Alex Clayton again distinguished himself; Eran Bugge conveyed the sting of rejection while wanting to being wanted. The company conveyed a definite groove of comfort with their assignments.
Both evenings following the performances, Brenda Way questioned Michael Novak about his accession to the directorship of the Taylor. A Taylor company member, 2010-2019, Novak Thursday night revealed his chops when mentioning his study of Francois Delsarte at Columbia University and quest to find balance between the popular dance of his adolescence and modern idioms, plus balancing familiarity with a spread sheet. The program notes state that in dancing 57 roles in the company’s repertoire, 13 were created on him. Taylor designated Novak as his successor in March 2018.
Two or three comments linger a bit like a protective blanket. One was Taylor’s saying to Novak “I trust you,” when designating him as his successor, also that Taylor congratulated him just twice in his nine years dancing with the Taylor company. The second was an initial method when auditioning dancers for a space in the company; the totally exposing task of walking across the rehearsal room. Novak retains it. He said auditions can bring 150-300 dancers to fill one vacancy.

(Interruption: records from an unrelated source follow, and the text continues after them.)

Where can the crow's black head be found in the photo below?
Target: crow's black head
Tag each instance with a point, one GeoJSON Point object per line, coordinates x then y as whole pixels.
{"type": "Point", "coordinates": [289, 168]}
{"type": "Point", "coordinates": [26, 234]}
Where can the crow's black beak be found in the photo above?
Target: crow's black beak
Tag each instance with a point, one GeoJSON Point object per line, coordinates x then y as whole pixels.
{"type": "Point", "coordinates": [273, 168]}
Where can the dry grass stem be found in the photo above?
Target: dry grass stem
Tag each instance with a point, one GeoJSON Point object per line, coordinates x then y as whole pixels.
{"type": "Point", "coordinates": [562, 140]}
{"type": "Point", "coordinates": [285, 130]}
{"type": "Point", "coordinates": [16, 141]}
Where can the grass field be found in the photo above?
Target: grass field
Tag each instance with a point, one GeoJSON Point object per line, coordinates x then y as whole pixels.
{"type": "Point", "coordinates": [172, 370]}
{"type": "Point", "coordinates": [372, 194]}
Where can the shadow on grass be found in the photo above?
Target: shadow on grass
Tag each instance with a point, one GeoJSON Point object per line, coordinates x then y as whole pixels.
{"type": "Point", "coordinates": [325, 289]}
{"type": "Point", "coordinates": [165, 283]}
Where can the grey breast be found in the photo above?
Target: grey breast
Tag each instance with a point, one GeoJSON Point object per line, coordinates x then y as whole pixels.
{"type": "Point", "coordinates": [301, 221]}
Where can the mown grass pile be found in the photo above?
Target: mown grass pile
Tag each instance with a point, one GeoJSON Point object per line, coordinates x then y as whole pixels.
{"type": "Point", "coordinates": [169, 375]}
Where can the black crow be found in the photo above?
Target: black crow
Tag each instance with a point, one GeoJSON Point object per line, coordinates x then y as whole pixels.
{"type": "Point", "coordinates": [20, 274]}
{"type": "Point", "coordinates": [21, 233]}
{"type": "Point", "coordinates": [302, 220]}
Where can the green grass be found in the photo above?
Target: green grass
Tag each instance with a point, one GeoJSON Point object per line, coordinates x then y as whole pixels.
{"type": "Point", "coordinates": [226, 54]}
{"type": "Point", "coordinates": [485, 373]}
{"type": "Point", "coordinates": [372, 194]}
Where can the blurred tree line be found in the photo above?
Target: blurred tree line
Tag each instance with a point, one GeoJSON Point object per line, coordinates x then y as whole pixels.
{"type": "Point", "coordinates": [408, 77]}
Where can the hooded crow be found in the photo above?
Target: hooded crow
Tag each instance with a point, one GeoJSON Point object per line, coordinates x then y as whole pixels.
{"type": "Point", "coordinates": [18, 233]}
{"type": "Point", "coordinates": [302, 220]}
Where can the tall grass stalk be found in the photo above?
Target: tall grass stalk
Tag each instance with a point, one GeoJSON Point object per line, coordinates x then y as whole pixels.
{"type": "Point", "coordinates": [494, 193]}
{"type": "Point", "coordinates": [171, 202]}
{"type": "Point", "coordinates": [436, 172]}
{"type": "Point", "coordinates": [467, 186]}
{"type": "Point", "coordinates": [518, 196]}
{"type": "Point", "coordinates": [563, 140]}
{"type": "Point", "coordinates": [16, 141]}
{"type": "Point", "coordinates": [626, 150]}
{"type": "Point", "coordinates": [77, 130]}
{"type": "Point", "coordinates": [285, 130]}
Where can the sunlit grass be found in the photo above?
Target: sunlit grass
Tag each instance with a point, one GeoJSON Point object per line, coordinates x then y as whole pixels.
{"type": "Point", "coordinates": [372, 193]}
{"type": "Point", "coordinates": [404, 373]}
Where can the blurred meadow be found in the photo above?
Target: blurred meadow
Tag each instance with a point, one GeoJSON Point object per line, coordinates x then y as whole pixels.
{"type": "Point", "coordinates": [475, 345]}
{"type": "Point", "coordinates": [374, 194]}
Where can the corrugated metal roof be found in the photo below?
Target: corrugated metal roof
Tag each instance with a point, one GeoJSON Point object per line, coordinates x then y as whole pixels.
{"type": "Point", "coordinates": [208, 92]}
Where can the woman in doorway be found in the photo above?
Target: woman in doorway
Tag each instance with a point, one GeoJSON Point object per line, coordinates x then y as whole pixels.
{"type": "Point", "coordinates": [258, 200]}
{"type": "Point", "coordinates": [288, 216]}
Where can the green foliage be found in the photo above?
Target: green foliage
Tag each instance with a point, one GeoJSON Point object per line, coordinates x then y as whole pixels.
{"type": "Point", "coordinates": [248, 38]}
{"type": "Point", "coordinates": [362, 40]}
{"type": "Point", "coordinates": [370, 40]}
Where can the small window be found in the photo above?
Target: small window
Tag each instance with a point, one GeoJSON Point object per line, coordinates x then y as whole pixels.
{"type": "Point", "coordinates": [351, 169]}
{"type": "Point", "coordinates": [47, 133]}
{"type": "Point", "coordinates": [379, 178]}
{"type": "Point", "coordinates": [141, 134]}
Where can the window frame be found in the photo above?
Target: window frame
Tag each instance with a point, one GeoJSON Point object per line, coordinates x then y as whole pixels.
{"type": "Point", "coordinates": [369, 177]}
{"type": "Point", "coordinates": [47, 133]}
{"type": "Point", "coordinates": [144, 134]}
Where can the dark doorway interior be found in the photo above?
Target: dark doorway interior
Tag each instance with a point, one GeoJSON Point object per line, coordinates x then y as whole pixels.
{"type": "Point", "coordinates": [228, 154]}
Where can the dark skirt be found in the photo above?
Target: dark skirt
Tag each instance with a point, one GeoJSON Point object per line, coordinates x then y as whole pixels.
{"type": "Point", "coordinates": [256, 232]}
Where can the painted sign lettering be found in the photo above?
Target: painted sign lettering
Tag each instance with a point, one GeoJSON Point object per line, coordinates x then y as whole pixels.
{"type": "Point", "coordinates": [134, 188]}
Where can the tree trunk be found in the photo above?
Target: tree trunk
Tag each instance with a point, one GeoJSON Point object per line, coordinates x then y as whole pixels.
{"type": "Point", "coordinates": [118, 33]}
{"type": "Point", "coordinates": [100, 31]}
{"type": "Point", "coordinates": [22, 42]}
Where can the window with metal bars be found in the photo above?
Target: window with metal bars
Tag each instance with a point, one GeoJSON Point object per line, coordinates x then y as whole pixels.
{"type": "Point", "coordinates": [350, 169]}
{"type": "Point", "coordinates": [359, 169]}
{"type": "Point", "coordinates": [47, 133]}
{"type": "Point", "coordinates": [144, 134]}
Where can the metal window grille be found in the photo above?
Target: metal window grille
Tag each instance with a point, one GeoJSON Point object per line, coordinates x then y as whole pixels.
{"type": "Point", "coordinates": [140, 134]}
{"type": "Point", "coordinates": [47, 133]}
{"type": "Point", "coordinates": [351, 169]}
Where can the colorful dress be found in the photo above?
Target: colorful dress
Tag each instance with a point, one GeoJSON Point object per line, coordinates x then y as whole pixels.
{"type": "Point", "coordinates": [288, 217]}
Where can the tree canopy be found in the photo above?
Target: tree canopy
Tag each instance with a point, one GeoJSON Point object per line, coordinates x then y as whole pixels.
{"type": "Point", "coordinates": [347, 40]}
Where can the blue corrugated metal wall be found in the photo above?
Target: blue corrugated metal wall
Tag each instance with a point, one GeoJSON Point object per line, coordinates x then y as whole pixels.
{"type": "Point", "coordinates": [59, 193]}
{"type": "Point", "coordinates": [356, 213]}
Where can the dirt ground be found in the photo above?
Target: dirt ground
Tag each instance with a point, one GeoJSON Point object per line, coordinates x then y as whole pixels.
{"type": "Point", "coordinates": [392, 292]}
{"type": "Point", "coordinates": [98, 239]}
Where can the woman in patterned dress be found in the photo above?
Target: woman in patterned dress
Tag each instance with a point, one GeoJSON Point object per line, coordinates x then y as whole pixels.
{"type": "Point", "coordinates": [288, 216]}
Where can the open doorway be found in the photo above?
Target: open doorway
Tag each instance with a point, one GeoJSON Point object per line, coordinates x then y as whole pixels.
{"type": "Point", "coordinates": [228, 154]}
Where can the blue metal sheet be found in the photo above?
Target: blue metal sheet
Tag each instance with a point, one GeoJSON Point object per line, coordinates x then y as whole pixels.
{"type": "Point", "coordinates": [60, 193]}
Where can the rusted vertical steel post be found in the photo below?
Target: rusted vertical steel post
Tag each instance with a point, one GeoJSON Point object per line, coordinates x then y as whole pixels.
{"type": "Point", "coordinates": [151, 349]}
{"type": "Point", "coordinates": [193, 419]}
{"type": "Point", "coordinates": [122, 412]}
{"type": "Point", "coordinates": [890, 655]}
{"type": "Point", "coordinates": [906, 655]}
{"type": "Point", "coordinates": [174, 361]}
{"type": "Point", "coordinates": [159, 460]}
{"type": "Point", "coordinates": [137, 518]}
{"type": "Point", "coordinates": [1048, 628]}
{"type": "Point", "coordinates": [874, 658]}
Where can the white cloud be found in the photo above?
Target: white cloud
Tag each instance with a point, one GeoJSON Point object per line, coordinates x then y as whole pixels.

The third is the fact that in addition to directing the company, overseeing the Taylor School and the Taylor 2 Dance Company, Novak is planning three years out with touring, audience building with initiatives like Taylor NEXT which he organized.
Despite the empty seats in parts of the orchestra, the audience reception was warm, and, in my estimate the company is in excellent hands. Admittedly there were many faces missed from the years I have seen the company at Stanford and here in San Francisco for the past 16 years sponsored SF Performances. This “first” SF exposure of the current Taylor Company should send out the waves for fuller houses in its next local season, which Ms Way stated was the Taylor company’s second home.